Like the very best ideas, the pause continues its spread quietly and purposefully throughout University of Virginia Medical Center. Last week, an anesthesiologist stopped after a failed resuscitation and requested that all present “stop and do a pause like they do in the [emergency department].” The head trauma surgeon now asks after a code for the staff to do “that thing.” The practice is growing and gaining advocates. Our grass-roots ceremony is being repeated because it feels right.
Michael Day, RN, MSN, CCRN, heard about my description of the pause at a trauma nursing conference in April 2013 from a keynote speech on compassion in trauma care delivered by Dorrie Fontaine, dean of the University of Virginia School of Nursing. Michael is the trauma care coordinator at Providence Sacred Heart Medical Center and Children’s Hospital in Spokane, Washington. He took the concept back to Spokane and met with the director of chaplaincy services and devised a plan to meet with each unit’s manager and then with the staff to introduce the pause.
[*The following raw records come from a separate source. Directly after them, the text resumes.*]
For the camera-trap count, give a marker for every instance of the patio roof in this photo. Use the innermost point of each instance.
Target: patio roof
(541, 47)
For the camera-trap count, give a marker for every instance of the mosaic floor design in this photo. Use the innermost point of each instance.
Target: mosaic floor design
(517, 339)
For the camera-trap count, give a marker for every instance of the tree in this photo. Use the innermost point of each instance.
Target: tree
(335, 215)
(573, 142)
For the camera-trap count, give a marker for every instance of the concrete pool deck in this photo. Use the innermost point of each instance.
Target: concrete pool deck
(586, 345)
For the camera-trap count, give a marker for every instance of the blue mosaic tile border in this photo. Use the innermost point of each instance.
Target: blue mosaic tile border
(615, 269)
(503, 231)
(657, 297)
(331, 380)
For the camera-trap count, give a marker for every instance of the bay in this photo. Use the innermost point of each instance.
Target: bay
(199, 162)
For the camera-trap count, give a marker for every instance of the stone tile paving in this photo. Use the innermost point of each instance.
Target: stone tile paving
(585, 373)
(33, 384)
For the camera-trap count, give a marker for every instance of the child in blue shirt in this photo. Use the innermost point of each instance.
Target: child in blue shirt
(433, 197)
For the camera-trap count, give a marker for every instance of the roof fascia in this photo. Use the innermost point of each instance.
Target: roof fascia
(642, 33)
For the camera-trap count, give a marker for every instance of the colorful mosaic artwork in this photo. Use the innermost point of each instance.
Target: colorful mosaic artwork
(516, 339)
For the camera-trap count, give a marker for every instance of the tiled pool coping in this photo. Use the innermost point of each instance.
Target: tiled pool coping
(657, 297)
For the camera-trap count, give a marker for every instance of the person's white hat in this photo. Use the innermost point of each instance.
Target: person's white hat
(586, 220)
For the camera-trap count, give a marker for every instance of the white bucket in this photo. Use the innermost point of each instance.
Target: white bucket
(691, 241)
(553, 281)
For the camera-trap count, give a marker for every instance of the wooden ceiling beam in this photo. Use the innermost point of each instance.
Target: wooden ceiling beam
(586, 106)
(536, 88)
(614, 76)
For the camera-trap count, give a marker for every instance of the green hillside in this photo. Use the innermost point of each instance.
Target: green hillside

Michael states that the staff where he works are extremely receptive to the pause.
The pause slows our racing minds, offering mental space so that we are not drawn into the vortex of failure versus success. We bear witness to a reality devoid of projections. We give ourselves the opportunity to forgive— and be forgiven. This practice removes the impotence that colors loss in health care. It empowers each individual to offer support without imposing beliefs on others. It is both communal and individual, and it allows for secular, religious, and humanistic perspectives. It is simplicity infused with complexity. We are called to bear witness to the reality of loss and the acceptance of reality.